Saturday, August 8, 2015

Reciprocal Influence

Motion pictures have been influencing video games for decades.  Look no further than the concept of a cut scene for an obvious example of cinematic techniques. To create the look and feel of digital environments, visual styles in film have also been borrowed by video game developers extensively, especially the works of directors like Ridley Scott and James Cameron.  In some cases the visual aspects are pretty much one-to-one, but more often than not games are a mishmash of influences such as in the case of Splatterhouse (an amalgamation of practically every slasher flick ever made).  Perhaps a more interesting question to ask though is, how have video games influenced movies?

Obviously adaptations of Silent Hill and Mortal Kombat spring to mind, but those aside, it's not so common to find a film that is clearly drawing from video games.  Even when one is made it can be tricky to detect the influence.  Take for example the art house movie "Jerry".  By the director's own admission a lot of the cinematography was inspired by third person video games.  This little insight explains why a lot of the shots in the film are over-the-shoulder chase views and even camera angles pointed at the sides or front of character's faces are kept in close enough that it could be achieved on a console video game controller by rotating the 3D perspective with the left analogue stick.   There are also very few cuts in the film which in turn leads to shots that tend to go on, and on...and on.  The longest is over a full seven minutes in length!  It makes sense though when you consider in video games getting from point A to point B involves watching the whole journey (unless some kind of fast travel system is in effect).
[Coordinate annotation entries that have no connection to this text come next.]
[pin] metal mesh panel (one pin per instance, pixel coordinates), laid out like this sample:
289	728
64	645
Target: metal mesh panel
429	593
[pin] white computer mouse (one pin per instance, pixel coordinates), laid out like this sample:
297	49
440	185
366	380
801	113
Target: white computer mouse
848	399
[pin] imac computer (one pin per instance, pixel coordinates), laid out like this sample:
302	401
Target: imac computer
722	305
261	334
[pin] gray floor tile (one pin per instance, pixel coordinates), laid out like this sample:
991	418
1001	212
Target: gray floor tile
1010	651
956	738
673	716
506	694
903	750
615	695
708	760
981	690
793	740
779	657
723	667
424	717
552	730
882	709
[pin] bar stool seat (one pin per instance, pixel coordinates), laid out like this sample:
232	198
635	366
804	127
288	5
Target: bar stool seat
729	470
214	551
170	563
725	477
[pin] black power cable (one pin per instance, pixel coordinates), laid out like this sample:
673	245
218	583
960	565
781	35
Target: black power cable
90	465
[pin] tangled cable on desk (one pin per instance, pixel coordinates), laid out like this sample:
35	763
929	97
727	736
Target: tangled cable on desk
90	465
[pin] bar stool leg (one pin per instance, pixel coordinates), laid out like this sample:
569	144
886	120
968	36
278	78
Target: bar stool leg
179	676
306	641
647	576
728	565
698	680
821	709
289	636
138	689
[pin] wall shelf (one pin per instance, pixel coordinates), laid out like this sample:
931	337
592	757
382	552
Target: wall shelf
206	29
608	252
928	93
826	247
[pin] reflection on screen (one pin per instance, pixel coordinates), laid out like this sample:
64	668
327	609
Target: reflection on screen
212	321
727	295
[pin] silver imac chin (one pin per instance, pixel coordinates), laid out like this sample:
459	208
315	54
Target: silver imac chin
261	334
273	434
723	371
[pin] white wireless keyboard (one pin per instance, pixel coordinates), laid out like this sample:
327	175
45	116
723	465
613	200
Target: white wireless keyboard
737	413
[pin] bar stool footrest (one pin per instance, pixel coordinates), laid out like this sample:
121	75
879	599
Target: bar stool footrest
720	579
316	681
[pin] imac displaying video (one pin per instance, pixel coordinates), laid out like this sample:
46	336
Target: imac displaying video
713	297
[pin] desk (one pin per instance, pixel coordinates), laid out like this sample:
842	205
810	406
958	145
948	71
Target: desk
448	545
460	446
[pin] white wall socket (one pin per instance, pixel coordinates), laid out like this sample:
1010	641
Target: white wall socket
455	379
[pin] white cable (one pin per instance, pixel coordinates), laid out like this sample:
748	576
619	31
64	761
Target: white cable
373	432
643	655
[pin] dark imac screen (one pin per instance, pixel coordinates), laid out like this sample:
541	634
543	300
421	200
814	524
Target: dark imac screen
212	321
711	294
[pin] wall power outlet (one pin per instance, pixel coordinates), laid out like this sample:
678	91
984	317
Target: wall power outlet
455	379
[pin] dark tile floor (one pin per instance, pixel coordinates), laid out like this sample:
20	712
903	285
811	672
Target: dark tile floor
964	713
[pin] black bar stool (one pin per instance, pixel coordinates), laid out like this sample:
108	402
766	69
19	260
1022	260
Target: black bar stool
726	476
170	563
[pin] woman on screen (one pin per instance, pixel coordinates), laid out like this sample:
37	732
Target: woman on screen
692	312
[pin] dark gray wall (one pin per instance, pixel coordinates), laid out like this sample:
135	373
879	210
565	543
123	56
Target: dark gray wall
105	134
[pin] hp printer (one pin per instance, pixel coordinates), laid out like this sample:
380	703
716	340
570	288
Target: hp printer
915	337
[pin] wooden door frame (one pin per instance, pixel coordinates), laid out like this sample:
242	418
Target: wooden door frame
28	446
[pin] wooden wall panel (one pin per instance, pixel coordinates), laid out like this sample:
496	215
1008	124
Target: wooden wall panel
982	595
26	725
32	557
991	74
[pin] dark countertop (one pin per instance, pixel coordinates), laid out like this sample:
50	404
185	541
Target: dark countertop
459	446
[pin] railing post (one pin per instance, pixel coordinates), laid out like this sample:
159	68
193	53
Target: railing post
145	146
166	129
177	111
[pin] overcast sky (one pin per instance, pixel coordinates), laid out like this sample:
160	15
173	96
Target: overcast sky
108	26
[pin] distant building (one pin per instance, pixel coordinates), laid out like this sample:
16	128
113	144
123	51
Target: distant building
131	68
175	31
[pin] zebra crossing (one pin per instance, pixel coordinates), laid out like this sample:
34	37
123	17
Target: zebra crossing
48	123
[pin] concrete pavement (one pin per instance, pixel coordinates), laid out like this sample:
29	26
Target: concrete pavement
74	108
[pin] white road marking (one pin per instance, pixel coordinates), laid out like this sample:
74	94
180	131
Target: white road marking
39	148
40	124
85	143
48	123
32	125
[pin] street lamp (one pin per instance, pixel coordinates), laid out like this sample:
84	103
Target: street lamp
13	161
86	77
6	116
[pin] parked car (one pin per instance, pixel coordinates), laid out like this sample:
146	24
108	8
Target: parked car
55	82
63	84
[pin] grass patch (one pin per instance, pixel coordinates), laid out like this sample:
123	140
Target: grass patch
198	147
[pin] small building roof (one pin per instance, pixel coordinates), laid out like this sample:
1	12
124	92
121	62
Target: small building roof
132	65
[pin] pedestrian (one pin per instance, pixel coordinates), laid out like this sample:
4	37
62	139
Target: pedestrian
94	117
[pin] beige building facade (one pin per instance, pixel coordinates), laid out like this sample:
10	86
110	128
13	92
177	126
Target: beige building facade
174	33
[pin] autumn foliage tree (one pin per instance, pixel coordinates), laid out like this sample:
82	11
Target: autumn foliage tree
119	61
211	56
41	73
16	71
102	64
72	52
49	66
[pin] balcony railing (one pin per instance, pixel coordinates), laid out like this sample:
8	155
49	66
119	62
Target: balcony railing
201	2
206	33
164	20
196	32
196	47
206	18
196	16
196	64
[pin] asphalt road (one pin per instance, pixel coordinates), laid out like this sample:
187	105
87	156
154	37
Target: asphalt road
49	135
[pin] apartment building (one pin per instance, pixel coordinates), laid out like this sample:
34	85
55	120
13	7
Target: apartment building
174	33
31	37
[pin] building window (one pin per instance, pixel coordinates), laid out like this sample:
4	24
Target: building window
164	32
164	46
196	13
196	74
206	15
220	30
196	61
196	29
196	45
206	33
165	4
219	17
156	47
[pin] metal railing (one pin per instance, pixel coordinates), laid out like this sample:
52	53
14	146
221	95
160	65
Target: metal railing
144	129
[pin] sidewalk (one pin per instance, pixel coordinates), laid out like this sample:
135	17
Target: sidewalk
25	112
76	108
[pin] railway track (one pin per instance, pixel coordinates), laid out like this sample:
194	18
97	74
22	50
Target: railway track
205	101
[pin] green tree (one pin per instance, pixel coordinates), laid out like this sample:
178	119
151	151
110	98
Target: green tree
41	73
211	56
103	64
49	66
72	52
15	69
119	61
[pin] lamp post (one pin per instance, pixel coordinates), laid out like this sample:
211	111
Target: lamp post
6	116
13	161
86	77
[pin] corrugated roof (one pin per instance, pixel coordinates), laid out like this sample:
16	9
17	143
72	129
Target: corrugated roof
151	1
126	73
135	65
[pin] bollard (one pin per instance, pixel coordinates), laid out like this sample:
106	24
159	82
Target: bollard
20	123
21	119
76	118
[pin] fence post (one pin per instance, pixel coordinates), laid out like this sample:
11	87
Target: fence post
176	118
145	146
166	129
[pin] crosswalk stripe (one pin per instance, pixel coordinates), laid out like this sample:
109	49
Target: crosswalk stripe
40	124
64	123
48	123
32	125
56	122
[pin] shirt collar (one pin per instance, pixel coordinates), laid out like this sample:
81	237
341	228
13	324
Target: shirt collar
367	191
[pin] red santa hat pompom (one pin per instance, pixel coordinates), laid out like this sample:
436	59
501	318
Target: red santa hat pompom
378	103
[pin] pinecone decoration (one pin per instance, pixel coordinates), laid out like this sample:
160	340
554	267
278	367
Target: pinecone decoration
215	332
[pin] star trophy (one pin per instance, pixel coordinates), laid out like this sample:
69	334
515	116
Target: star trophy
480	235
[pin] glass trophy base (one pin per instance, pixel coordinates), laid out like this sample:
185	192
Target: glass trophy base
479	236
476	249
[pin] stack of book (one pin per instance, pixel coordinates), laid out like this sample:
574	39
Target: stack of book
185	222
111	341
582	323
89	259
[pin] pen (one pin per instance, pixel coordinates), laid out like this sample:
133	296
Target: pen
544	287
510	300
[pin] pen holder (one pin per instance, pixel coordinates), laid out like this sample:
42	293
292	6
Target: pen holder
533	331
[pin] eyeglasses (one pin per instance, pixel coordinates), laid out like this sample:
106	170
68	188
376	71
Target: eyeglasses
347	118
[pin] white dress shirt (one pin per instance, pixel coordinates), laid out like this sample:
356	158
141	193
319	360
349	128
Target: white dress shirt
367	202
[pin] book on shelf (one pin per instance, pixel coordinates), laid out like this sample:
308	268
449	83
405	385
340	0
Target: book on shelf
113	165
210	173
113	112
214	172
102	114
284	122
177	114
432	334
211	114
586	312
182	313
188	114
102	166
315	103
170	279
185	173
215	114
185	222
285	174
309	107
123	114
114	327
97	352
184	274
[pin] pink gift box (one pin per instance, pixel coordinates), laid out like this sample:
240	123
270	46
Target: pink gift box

Camera placement aside, "Children of Men" stands out as a film made whole cloth from the aesthetics sensibilities of Half-Life 2.  Granted Gordon Freeman isn't in the film, nor are there any headcrabs, but the oppressive, rundown dystopian future of the movie matches extremely well with City 17.  A number of dynamic single-take shots are done throughout the film which help immerse the viewer in much the same way video games do.

Sometimes the influence of video games on film can take on a very roundabout form.  "Scott Pilgrim vs. the World" started off as a comic about a Canadian youth sub-culture built around indie rock and the Sega/Nintendo era.  The property was eventually adapted to a retro beat'em up game and a live action motion picture.  The latter of which presents a rather hilarious  big screen take on gaming culture.  "Edge of Tomorrow" is another example of this phenomenon.  Originally a Japanese sci-fi novel entitled "All You Need is Kill", the premise involves a soldier who is repeatedly KIA only to wake up each time on the eve of the same battle.  The film changes a lot of the details.  For example, the location is moved from Tokyo to London and the protagonist is rewritten as an American conscript rather than a Japanese volunteer.  However, the basic time-loop premise remains relatively unchanged and the author freely l;admits in the back of the book that he got the idea from playing difficult video games during his childhood.

Perhaps the most bewildering example of all though has to be Sword Art Online.  Originally a web novel, the story takes some cues from "Tron" in that the plot involves people becoming trapped in a video game where the stakes are life and death in the real world.  Unlike the vector graphics of "Tron" though Sword Art Online is a virtual reality MMO.  The IP was so successful it spawned a series of print novels and was adapted to a prime time anime TV mini-series in Japan.  True to its video game roots, certain HUD elements such as character stats and HP bars are used for dramatic effect or storytelling purposes.  Even more mind boggling is the fact that actual video games have been published under the Sword Art Online license, thus making this Japanese oddity a case of franchise fiction becoming reality.

With the increased reliance on digital effect such as motion capture and 3-D model rendering it's easy to see how video games and motion pictures are gradually becoming one in the same.  The barrel ridding sequence in "The Hobbit: The Desolation of Smaug" feels like it was ripped straight out of a video game QTE.  Then again playing certain games, such as Metal Gear Solid, feels a lot like watching a movie.  Of course the one big difference between the two is film watching is a passive experience while playing a video game is an interactive one, assuming you're not just watching a someone else play on Youtube or Twitch.  Regardless, I think if these two forms of media feed off of each other excessively there is a real danger of both becoming a kind of cannibalistic ourobors.  I'd argue a major reason why the Resident Evil movie adaptations are not good is because the games they were drawing on were in turn influenced by old George A. Romero zombie flicks.  Hang on...maybe that's why there are so many zombies in media these days...soylent green is people!